Es entonces cuando ascienden las sombras de muchos difuntos, entre ellas la de Aquiles, «el mejor de los aqueos», dirá Homero de él, el hijo de la diosa Tetis y el mortal Peleo, el héroe de Troya que antaño pareció optar por una muerte épica en el esplendor de la batalla cuando era aún joven, en vez de una vida larga y sabia. Pero además Aquiles, mitad divino, mitad humano, hubiera podido disfrutar de las bondades de la inmortalidad, cualesquiera que fueran estas. No obstante, mortal al fin, gobierna sobre todos los muertos, le recuerda Ulises, del mismo modo que antaño, en vida, le honraban los hombres de Argos como a un dios. A Aquiles parece no gustarle el elogio. La réplica no da lugar a dudas: «No le des tu consuelo a mi muerte», le dice a Ulises, y añade que más quisiera ser un labrador humilde que ser rey y mandar sobre los difuntos. Añora la vida. De buena gana, indica, emplearía su fuerza, pero para volver al hogar de su padre.

Por un momento, sus palabras parecen desdeñar la heroicidad del guerrero. No hay melancolía de la fuerza, no hay nostalgia de la sangre derramada. En este instante íntimo de confesión no podemos olvidar que su interlocutor, Ulises, intentó evitar ir a la guerra de Troya fingiéndose loco ante Menelao y Palamedes, que lo fueron a reclutar, pero fue desenmascarado y tuvo que partir a la batalla, en aquellos tiempos épicos de honor y de intensas y apasionadas rivalidades bélicas. Ambos gestos, el fingimiento de uno y el lamento de otro, les humaniza ante nuestros ojos. Hay un poso de rechazo a la guerra, como un atisbo de lo que es en realidad la guerra, aun cuando cumplieran con la misma y se destacaran en la batalla.
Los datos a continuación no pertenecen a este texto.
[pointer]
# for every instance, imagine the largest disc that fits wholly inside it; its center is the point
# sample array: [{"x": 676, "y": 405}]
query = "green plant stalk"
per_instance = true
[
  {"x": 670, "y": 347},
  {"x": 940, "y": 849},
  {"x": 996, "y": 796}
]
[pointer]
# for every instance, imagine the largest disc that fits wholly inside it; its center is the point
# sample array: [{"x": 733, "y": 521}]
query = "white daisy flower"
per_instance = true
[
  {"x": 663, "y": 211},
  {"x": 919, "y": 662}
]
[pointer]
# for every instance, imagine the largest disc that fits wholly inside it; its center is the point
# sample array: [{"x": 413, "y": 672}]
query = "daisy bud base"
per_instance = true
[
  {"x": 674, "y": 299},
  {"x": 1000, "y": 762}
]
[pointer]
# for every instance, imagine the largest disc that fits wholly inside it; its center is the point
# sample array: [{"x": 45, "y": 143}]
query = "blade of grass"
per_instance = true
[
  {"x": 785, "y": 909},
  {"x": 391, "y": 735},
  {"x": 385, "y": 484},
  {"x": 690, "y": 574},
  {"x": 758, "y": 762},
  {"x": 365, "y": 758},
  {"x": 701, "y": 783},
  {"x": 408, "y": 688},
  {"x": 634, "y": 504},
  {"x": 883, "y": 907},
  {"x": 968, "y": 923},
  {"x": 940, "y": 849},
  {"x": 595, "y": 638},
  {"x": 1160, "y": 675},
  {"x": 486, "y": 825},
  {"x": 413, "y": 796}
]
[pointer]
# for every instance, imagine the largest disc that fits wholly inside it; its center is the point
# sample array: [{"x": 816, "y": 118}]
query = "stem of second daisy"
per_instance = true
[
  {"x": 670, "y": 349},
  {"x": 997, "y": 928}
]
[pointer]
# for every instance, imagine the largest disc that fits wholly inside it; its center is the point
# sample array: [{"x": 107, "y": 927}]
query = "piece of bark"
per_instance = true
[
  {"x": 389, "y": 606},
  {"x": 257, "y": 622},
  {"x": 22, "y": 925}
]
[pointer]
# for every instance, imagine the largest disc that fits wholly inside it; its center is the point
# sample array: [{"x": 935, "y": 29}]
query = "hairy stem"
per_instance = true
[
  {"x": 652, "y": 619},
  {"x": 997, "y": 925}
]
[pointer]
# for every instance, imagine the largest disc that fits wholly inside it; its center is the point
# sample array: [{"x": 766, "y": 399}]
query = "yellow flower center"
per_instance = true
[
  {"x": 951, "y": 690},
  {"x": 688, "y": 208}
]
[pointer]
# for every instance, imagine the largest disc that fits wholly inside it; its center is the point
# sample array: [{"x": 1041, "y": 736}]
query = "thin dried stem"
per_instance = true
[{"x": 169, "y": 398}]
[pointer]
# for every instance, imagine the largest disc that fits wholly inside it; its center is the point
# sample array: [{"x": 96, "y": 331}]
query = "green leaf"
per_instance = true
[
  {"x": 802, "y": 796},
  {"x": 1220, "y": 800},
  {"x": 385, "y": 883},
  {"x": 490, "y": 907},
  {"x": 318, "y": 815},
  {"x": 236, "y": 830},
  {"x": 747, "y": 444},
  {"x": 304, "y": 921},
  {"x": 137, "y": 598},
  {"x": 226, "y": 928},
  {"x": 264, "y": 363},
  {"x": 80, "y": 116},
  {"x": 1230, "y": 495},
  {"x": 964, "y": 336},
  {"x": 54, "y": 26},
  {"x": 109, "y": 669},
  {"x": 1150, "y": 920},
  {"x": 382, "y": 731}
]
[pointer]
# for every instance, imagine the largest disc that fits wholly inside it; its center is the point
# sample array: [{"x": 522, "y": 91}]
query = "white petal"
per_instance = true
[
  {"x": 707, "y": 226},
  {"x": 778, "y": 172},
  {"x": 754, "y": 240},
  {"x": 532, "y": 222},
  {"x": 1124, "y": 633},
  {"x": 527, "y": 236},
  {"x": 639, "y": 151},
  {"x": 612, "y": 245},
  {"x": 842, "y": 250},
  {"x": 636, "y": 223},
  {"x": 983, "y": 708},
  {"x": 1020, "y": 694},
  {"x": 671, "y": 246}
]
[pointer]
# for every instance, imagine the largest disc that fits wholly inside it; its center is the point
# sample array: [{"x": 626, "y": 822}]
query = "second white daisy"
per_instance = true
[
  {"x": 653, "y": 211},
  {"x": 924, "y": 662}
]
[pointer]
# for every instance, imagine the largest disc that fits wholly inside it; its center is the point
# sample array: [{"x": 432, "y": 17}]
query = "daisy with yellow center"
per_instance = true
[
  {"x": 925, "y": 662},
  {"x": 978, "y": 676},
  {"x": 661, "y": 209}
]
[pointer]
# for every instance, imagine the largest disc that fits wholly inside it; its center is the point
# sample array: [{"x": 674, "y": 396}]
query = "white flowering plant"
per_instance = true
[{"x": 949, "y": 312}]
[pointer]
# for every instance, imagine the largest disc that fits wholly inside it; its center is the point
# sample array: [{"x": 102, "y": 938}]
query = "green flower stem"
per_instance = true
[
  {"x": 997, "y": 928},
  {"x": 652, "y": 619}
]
Mucho siglos después, la escritora japonesa Ota Yoko escribirá una frase que sin duda tiene claros ecos homéricos: «El miedo a esta incomprensible llamada de la muerte y la rabia hacia la guerra (no hacia la derrota, sino a la guerra per se) se entrelazan como serpientes y laten con fuerza cuanto más grises son los días». Aparece en Ciudad de cadáveres, un testimonio de la catástrofe de Hiroshima publicado en castellano por la editorial Satori. Ota Yoko estaba en esta ciudad la mañana fatídica del 6 de agosto de 1945, cuando el gobierno de los Estados Unidos decidió el lanzamiento de la primera bomba nuclear sobre población civil. Dos días después, se produjo otro ataque similar en Nagasaki, con un resultado idéntico. Ella es testigo de los efectos devastadores de la primera explosión nuclear, del infierno en que se convirtió la ciudad japonesa, de los estragos físicos y morales, que se produjo, no hay que olvidarlo, cuando Japón ya se planteaba rendirse, tras una larga guerra, lo cual vuelve mucho más aterrador el empleo de este tipo de armamento.



Ota Yoko recorre una ciudad que se va desintegrando ante sus ojos. Los edificios se desmoronan y los cadáveres se amontonan en las calles. Los supervivientes avanzan entre escombros, sin conciencia aún de lo que ha sucedido. Imposible no pensar, mientras se lee Ciudad de Cadáveres, en las localidades de Gaza y en sus pobladores, objetivos de una guerra cuya motivación real, vamos intuyendo, nada tienen que ver con identidades comunitarias o nacionales ni con reacción a acciones criminales, sino con razones económicas, en este caso comerciales, como es el plan de transformar la región en un atractivo foco de negocios turísticos. Cuánta razón tiene la escritora japonesa al afirmar que «no solamente debemos lamentarnos por la miseria de la guerra, sino por aquello que nos ha llevado a ella».

Qué menos que acudir a este libro cuando estamos en lo que parecen los inicios de una guerra entre Israel e Irán, a la sombra de armamento nuclear, las que dicen que posee Irán, las que existe en el arsenal israelí. Nada menos que ochenta años después de Hiroshima el libro de Ota Yoko pudiera volverse a escribir en las calles de cualquier ciudad de Próximo Oriente, en un eterno retorno criminal que es la historia.